Gayet akıcı, güzel duygularla, edebi olarak güzel cümlelerle beslenmiş bir kalemden tasavvuf ehlinin gönül erlerinden Ahmed Yesevi'nin hayatına şahitlik ettim. Şahitlik ettim diyorum çünkü resmen yaşadım bir kenardan seyrettim.

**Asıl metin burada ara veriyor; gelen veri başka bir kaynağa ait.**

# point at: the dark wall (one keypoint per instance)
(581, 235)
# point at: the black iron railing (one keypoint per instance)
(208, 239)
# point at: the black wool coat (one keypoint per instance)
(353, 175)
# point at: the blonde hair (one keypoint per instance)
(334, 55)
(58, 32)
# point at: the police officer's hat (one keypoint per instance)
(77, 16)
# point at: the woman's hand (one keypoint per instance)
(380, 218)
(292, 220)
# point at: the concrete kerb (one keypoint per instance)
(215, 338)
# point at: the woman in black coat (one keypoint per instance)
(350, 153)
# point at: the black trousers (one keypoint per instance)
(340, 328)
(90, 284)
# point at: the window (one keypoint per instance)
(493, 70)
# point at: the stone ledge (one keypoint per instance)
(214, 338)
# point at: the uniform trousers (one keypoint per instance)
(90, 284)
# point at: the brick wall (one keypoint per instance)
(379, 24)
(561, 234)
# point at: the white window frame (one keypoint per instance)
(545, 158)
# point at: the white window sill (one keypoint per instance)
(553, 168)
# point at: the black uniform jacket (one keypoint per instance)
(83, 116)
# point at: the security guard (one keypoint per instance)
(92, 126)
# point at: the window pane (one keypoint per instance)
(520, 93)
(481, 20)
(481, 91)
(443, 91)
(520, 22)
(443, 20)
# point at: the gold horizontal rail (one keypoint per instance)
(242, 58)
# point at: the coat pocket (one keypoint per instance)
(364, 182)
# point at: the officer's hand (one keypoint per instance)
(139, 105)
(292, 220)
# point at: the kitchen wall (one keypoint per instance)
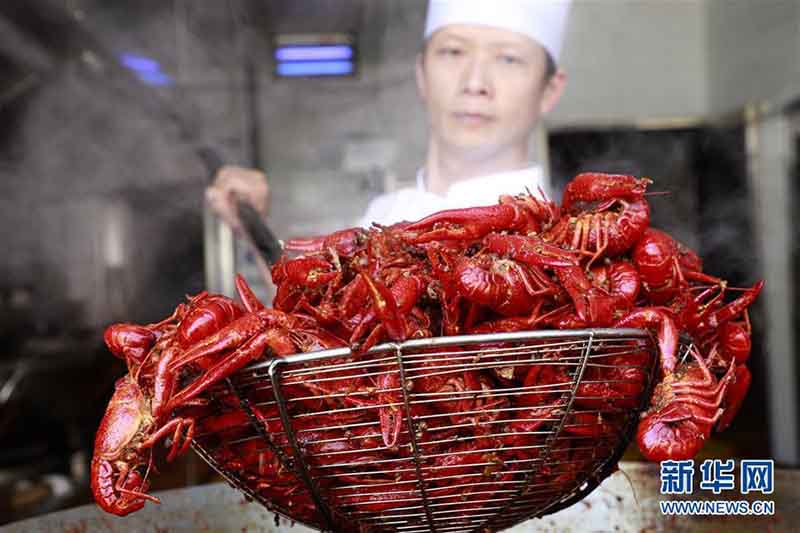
(753, 50)
(84, 138)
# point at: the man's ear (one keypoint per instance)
(553, 90)
(420, 71)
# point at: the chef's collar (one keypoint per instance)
(510, 182)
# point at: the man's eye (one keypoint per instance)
(510, 59)
(450, 51)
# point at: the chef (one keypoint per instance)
(487, 72)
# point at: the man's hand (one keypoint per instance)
(232, 182)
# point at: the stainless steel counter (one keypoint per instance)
(627, 501)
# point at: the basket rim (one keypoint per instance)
(432, 342)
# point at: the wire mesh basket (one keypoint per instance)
(485, 431)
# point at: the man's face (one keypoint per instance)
(484, 87)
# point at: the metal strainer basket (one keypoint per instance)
(477, 457)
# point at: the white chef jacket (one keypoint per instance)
(413, 203)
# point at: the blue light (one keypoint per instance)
(139, 63)
(313, 53)
(315, 68)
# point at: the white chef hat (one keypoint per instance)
(541, 20)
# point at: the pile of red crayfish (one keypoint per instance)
(522, 264)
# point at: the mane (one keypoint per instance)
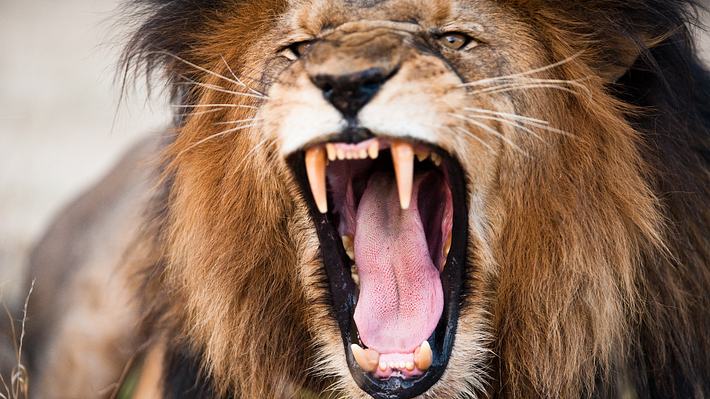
(659, 327)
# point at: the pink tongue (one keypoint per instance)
(401, 299)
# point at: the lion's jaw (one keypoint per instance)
(410, 262)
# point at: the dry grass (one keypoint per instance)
(16, 385)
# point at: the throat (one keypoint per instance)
(401, 298)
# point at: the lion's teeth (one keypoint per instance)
(423, 356)
(354, 275)
(403, 158)
(330, 149)
(367, 359)
(422, 154)
(447, 246)
(374, 149)
(349, 246)
(315, 168)
(383, 365)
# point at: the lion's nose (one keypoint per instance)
(350, 93)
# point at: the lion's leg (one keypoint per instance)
(83, 318)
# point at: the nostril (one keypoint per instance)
(349, 93)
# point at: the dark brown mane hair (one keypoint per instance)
(665, 97)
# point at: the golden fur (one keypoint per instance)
(588, 254)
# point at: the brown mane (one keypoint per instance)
(605, 249)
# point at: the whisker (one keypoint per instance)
(199, 68)
(527, 73)
(511, 123)
(489, 130)
(217, 88)
(214, 136)
(511, 87)
(473, 136)
(244, 85)
(196, 113)
(214, 106)
(537, 123)
(508, 115)
(239, 121)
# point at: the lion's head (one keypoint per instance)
(408, 197)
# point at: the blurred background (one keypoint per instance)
(61, 126)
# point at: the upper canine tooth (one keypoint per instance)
(423, 356)
(315, 168)
(403, 158)
(330, 149)
(374, 150)
(367, 359)
(422, 154)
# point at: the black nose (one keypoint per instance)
(349, 93)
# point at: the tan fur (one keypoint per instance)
(569, 236)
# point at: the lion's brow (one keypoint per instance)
(364, 3)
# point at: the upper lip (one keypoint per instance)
(309, 166)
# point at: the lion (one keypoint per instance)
(395, 199)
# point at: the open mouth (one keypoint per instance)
(391, 219)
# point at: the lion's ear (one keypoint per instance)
(623, 53)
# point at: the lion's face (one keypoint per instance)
(393, 115)
(426, 160)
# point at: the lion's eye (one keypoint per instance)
(454, 40)
(298, 49)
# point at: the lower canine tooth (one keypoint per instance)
(447, 247)
(374, 150)
(403, 158)
(423, 356)
(367, 359)
(315, 168)
(355, 276)
(349, 246)
(330, 149)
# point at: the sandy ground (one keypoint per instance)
(59, 126)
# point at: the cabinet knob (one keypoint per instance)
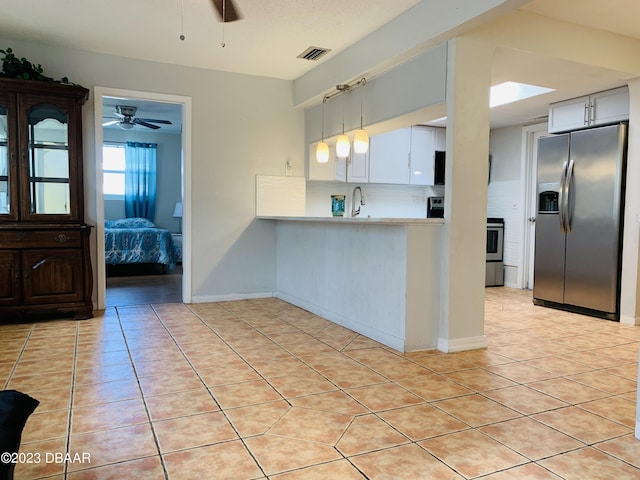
(61, 238)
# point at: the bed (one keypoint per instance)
(138, 241)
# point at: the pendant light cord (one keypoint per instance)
(224, 11)
(182, 37)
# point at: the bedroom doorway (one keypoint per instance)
(162, 121)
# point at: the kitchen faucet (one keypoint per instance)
(355, 212)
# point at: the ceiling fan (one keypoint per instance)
(125, 118)
(227, 10)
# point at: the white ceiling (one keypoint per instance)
(265, 42)
(272, 33)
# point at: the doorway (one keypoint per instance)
(165, 286)
(530, 136)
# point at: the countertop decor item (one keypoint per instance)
(23, 69)
(337, 205)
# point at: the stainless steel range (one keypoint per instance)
(495, 243)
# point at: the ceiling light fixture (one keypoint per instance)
(343, 145)
(322, 150)
(361, 137)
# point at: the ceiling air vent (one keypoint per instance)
(314, 53)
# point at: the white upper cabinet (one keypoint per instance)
(591, 110)
(423, 146)
(353, 169)
(389, 157)
(610, 106)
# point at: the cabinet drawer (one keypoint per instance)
(40, 238)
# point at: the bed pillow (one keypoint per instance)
(129, 223)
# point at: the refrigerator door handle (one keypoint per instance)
(561, 196)
(567, 210)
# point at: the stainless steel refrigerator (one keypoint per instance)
(579, 221)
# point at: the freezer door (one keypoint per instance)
(548, 282)
(594, 196)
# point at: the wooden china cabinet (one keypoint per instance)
(45, 267)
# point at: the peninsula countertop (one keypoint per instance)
(362, 220)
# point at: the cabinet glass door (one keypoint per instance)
(4, 160)
(49, 188)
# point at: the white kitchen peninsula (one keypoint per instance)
(378, 277)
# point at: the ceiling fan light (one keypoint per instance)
(322, 152)
(361, 141)
(343, 146)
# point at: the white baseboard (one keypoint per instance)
(629, 320)
(462, 344)
(229, 297)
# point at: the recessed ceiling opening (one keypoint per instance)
(314, 53)
(509, 92)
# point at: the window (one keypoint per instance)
(113, 165)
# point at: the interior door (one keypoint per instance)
(533, 136)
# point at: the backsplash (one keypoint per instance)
(381, 201)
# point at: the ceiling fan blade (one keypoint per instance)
(230, 11)
(137, 121)
(165, 122)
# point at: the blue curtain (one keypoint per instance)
(140, 180)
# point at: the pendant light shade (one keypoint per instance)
(343, 146)
(322, 152)
(361, 141)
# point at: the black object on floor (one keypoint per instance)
(15, 409)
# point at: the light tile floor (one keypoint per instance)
(260, 389)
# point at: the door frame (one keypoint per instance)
(528, 169)
(98, 94)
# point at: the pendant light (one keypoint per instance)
(361, 137)
(322, 150)
(343, 145)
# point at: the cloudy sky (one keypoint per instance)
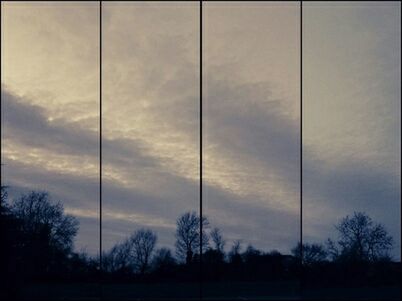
(251, 117)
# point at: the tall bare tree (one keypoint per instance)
(217, 239)
(188, 236)
(142, 244)
(360, 239)
(41, 216)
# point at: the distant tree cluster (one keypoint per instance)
(37, 238)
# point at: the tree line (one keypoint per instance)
(37, 244)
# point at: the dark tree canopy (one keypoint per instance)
(360, 239)
(188, 236)
(217, 239)
(40, 216)
(312, 253)
(142, 244)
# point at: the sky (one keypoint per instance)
(251, 115)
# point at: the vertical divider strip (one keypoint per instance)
(100, 150)
(301, 148)
(201, 216)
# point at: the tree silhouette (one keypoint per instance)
(360, 239)
(217, 239)
(188, 235)
(41, 217)
(312, 253)
(142, 244)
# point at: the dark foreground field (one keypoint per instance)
(211, 291)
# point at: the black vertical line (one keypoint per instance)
(201, 216)
(100, 148)
(301, 148)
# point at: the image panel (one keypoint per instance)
(251, 149)
(49, 210)
(351, 150)
(150, 148)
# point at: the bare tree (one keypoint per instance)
(163, 259)
(217, 239)
(312, 253)
(118, 258)
(360, 239)
(234, 254)
(142, 244)
(39, 215)
(188, 235)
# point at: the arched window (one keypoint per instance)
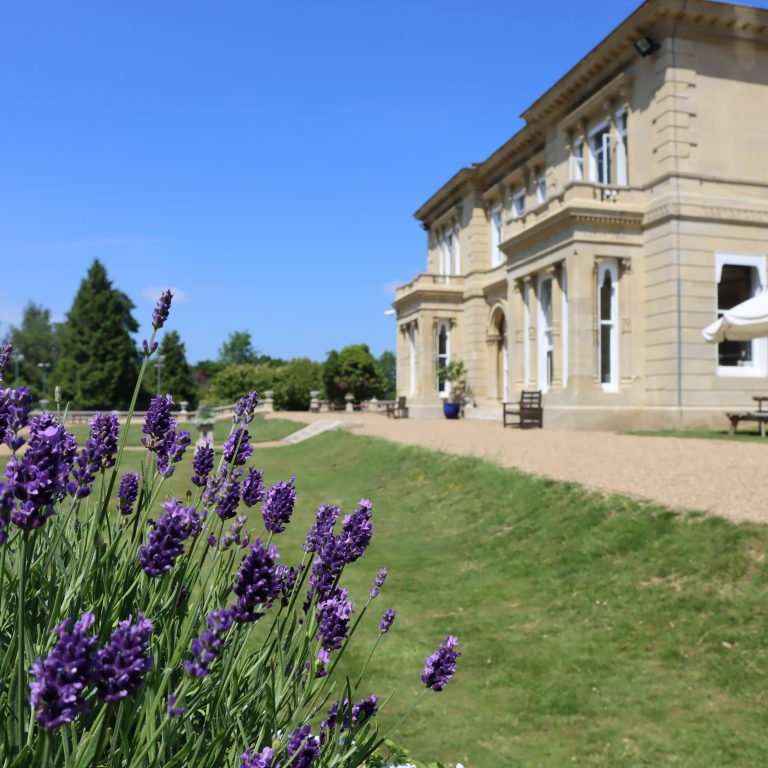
(545, 335)
(608, 335)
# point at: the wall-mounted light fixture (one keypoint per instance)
(645, 46)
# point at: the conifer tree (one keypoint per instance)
(176, 374)
(98, 362)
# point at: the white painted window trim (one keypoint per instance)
(519, 195)
(577, 161)
(612, 266)
(497, 233)
(411, 360)
(541, 336)
(526, 335)
(443, 324)
(622, 159)
(564, 323)
(759, 346)
(601, 126)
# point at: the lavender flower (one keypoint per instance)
(5, 356)
(60, 680)
(162, 308)
(440, 667)
(161, 437)
(237, 448)
(257, 583)
(357, 530)
(378, 582)
(98, 455)
(40, 477)
(202, 464)
(127, 492)
(158, 423)
(172, 709)
(322, 530)
(124, 659)
(278, 507)
(253, 487)
(208, 645)
(303, 748)
(387, 620)
(252, 759)
(245, 408)
(333, 617)
(14, 415)
(166, 541)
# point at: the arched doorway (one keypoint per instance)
(498, 344)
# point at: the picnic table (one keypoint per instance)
(760, 416)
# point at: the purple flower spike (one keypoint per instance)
(208, 645)
(245, 408)
(322, 530)
(5, 356)
(237, 448)
(166, 541)
(127, 492)
(173, 710)
(303, 748)
(162, 308)
(253, 487)
(378, 582)
(14, 415)
(98, 455)
(333, 617)
(440, 667)
(124, 659)
(278, 507)
(202, 464)
(40, 477)
(60, 680)
(253, 759)
(387, 620)
(258, 582)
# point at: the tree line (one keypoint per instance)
(94, 358)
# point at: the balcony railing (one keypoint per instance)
(431, 282)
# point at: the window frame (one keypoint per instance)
(612, 267)
(759, 346)
(518, 196)
(443, 388)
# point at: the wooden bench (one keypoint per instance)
(761, 417)
(397, 410)
(526, 413)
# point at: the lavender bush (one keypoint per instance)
(141, 630)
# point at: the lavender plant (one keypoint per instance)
(138, 629)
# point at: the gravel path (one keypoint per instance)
(721, 477)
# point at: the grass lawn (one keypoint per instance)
(594, 631)
(262, 430)
(707, 434)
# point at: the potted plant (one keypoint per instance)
(455, 374)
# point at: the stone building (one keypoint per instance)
(585, 255)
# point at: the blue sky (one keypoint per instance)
(262, 159)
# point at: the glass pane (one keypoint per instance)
(606, 289)
(605, 354)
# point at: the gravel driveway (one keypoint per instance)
(722, 477)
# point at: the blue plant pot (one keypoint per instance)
(451, 410)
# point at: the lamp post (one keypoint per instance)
(17, 358)
(43, 368)
(159, 365)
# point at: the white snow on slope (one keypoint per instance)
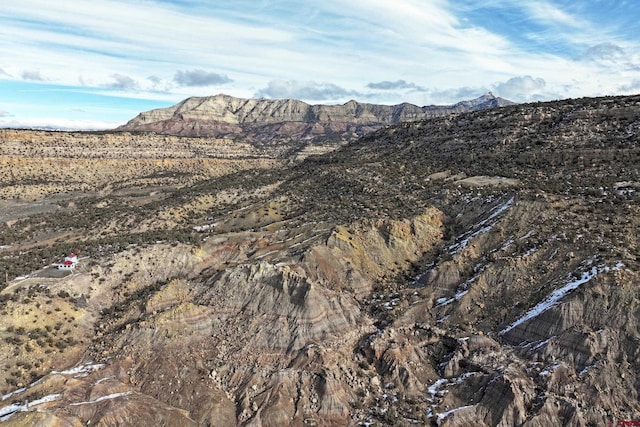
(467, 237)
(101, 398)
(558, 294)
(8, 411)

Onlarla güldüm, onlarla ağladım, onlarla üzüldüm, onlarla ümitlendim.
Yetim, üç yaşındaki Ahmed ile başladık
Sen bilmezsin, lakin bazıları ihtiyar doğar.
...onlara beyhude oyalanmak yoktur; manayı duymak, yaymak, ateşe atılmak, susuzlara sâki olmak sonra o susuzluğun içinde dahi kavrulmak...
Aşık olmak, 'Aşk'la olmak hatta Aşk' olmak vardır.
"Dışı altın ile kaplanmış kara bir taştır o.Aldanma sakın rengine . Renk geçer gider, sen özü ara; suret silinip yiter sen sözü ara.Unutma, dünya hançeriyle yaralarsan gönlünü yara geçer de izi kalır .Sen kiymetsize değil , kıymeti sonsuz olana talip ol! Zira sultana köle olmak ,kölelere sultan olmaktan daha evladır..!"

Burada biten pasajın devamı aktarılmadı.